The New Republic rightly points out a bad analogy from Pope Francis on the Charlie Hebdo cartoons and insulting someone’s mother. All analogies will breakdown, but when they breakdown at first glance, you know you have a particularly bad analogy. The Charlie Hebdo cartoons invariably claim to use their insults to make some larger point: “not to insult religious people…but to bring attention to the harmful effects of faith.” By contrast, an insult to someone’s mother has no more purpose than, well, to insult someone’s mother.

Here's the story:
"On a trip to the Philippines this week, Francis, after decrying 'murder in the name of God,' carefully delimited how far magazines like Charlie Hebdoshould go: 'One cannot provoke, one cannot insult other people's faith, one cannot make fun of faith.' 
Then, punching the air, he made an implicit comparison between the 'offensive' behavior of those who satirize religion and those who would insult his mother.

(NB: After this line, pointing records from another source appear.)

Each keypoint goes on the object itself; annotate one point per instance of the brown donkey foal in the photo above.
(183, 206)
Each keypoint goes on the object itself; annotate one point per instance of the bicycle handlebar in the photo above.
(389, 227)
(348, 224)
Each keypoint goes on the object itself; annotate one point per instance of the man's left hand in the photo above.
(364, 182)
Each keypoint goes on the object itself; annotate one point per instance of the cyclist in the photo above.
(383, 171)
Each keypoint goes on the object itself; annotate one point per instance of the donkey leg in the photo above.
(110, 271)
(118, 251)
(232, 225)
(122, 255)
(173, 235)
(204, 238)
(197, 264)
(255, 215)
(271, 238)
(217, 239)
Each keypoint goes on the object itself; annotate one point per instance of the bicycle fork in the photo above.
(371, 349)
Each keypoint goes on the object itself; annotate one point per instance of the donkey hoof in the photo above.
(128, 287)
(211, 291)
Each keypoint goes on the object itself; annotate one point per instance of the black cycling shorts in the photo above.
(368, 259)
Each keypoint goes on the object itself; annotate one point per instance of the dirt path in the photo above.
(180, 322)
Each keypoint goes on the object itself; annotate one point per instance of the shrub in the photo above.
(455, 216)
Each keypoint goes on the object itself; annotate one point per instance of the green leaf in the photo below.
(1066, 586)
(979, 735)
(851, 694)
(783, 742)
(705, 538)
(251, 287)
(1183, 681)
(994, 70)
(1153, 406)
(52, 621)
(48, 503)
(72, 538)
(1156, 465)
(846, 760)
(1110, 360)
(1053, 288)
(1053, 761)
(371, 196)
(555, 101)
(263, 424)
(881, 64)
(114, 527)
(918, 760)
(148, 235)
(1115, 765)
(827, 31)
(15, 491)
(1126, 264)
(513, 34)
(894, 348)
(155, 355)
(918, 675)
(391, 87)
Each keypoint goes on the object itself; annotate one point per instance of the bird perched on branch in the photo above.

'If Dr. Gasbarri, a great friend, says a swear word against my mother, then a punch awaits him,' Francis said. 'It's normal, it's normal.'

Leaving aside whether the Pope is ignoring Jesus’s advice to turn the other cheek, the comparison between satirizing religion and insulting one’s mom is ludicrous. The cartoons of Charlie Hebdo, and other mockery of religion (the magazine has made fun of all faiths, including Catholicism), are meant not to insult religious people or designed only to give offense, but to bring attention to the harmful effects of faith. The magazine, for instance, often called out the Vatican for mishandling the epidemic of child rape by priests."